И я увидел перед собой улицу, уходящую налево, знакомую и вместе с тем чуждую и страшную, какими порой являются в сновидениях хорошо известные места. Направо расширялась огромная площадь с Колонной посреди, столько раз уже виданная, но также словно искаженная в сонной грезе. Все здесь было мертвых коричневатых тонов – и мостовая, и тротуары, и длинные ряды домов, и туманный Собор вдали, и тусклое небо наверху. Я спустился с крыльца; мостовая была суха, но кое-где стояли лужи, одни с застывшей рябью, другие гладкие, как зеркало; в этих четко отражались призраки домов. Воздух вокруг был недвижим: но было гораздо холоднее, чем в залах, и я не жалел, что я в пальто и шляпе. Навстречу попадались пешеходы, застывшие в странных позах на ходу; с одной ногой, выставленной вперед, так что носок торчал кверху, с другой – отставленной назад. Приглядываясь к ним, я понял, что сильный ветер непостижимо застыл в мертвенном затишье воздуха; потому что пальто их неподвижно вздувались и развевались, и некоторые из них наклонялись вперед и придерживали свои шляпы. То был минувший ветер.

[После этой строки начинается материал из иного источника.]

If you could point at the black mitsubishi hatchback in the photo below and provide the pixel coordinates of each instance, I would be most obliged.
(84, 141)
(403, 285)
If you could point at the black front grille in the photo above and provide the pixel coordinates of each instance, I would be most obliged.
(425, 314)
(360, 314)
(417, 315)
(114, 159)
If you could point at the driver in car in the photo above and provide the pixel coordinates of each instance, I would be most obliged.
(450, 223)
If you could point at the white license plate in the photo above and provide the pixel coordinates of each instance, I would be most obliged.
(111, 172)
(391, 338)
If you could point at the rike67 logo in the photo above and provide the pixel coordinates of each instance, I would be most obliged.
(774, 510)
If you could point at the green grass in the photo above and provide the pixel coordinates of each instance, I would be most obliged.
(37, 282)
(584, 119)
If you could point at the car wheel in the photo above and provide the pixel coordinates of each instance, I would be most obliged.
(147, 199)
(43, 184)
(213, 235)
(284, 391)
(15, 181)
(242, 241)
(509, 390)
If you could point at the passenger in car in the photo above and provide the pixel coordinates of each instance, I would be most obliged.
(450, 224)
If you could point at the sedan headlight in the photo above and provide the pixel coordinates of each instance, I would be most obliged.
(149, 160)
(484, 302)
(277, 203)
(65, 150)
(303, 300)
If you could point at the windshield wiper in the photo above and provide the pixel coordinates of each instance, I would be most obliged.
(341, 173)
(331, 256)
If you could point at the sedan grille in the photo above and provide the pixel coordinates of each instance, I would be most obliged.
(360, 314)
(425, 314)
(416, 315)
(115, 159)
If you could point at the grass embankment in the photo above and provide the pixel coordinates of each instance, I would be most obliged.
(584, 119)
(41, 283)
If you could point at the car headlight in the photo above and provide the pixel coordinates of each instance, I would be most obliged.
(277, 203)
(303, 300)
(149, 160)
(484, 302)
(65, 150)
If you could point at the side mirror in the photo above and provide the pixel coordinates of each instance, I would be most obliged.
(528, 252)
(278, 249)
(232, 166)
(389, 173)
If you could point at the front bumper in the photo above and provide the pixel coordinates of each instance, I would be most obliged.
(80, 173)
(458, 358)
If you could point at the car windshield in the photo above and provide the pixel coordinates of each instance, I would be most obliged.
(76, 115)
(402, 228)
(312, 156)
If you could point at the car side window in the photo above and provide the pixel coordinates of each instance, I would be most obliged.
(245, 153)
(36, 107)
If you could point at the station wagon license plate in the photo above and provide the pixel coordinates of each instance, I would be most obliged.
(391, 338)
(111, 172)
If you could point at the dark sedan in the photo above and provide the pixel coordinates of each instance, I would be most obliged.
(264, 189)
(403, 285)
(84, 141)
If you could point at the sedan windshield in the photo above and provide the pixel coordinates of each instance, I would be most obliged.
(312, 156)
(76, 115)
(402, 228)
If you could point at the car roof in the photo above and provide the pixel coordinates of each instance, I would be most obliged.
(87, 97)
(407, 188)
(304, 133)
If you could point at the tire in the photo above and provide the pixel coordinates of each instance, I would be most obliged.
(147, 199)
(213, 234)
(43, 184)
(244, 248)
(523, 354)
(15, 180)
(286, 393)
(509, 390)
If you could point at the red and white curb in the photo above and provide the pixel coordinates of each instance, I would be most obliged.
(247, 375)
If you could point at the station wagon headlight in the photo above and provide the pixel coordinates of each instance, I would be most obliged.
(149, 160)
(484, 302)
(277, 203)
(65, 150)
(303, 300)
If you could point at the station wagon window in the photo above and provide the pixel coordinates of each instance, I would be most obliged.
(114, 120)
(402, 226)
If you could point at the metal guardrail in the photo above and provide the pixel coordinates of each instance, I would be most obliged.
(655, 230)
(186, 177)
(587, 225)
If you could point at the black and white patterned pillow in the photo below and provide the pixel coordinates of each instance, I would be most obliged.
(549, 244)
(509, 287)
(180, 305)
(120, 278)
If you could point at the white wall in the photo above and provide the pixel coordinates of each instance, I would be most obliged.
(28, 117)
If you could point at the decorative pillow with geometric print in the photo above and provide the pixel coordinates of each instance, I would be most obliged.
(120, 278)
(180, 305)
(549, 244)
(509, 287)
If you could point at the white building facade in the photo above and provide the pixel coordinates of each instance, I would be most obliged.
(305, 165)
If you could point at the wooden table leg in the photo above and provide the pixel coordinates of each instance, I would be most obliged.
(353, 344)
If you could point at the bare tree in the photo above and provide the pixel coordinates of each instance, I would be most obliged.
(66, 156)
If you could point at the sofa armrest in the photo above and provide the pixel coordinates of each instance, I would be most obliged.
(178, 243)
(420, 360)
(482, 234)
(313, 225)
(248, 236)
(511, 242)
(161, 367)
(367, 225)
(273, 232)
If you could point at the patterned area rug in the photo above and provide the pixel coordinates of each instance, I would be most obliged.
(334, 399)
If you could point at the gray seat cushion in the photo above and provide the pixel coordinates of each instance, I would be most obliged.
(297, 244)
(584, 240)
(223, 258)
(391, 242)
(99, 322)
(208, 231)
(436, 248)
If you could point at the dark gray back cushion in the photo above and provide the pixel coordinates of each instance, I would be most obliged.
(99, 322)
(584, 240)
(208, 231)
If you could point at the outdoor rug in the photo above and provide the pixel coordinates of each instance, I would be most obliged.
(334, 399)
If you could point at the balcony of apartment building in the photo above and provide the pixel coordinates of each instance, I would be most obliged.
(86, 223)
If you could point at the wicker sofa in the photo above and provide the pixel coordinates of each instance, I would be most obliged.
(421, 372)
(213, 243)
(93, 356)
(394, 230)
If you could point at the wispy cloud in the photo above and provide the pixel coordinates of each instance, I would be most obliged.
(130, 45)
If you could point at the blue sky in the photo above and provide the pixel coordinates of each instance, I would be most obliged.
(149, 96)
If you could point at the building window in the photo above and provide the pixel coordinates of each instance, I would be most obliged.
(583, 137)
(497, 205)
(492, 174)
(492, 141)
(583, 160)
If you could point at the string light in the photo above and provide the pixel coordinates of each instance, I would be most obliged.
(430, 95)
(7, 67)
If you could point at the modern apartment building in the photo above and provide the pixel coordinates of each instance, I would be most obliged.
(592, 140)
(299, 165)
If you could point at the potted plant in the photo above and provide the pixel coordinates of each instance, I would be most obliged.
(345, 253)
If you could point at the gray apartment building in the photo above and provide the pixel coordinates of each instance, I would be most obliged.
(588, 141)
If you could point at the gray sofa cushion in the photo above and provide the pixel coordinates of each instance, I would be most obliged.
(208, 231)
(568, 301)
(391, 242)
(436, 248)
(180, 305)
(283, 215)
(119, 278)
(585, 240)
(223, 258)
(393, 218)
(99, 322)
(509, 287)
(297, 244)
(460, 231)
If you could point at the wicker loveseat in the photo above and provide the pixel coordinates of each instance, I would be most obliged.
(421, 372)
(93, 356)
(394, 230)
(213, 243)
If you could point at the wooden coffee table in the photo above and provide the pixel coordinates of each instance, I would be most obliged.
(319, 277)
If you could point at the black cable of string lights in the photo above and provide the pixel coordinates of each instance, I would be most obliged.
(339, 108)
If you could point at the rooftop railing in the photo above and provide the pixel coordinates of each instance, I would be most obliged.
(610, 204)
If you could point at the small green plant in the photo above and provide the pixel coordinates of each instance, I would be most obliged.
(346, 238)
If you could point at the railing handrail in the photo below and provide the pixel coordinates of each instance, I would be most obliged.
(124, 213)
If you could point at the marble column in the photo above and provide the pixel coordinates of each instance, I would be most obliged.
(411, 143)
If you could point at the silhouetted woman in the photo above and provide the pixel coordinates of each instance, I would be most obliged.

Я тихо брел по широкому и печальному пространству. Такою видели люди живую площадь тридцать лет назад; иное изменилось на ней с тех пор. И таинственным казалось мне, что ни один глаз теперь не может видеть ее
Потом я вышел на большую широкую улицу, в которой узнал Невский прошедших времен. Она была наводнена немыми жителями выцветшего города. Одних я встречал, других нагонял, мужчин, детей, по одиночке, по двое и целыми толпами; по широкому тротуару они как бы шли, не двигаясь с места и не шевелясь; у многих застывшие позы были причудливы и порою нелепы. Одни, по-видимому, беспечно прогуливались, другие спешили вперед, и у этих на лицах стояла странная озабоченность. На противоположной стороне также тянулись они темной непрерывной вереницей. Их пролетки, коляски и кареты недвижно катились по мостовой по обоим направлениям. Был разгар движения; как будто минувшие обрадовались яркому сиянию своего призрачного солнца, высыпали на свой Невский и жутко и печально играли в жизнь; и мне чудилось, что все они что-то таят против меня и в тайне грустят о том, что прошло с ними без возврата.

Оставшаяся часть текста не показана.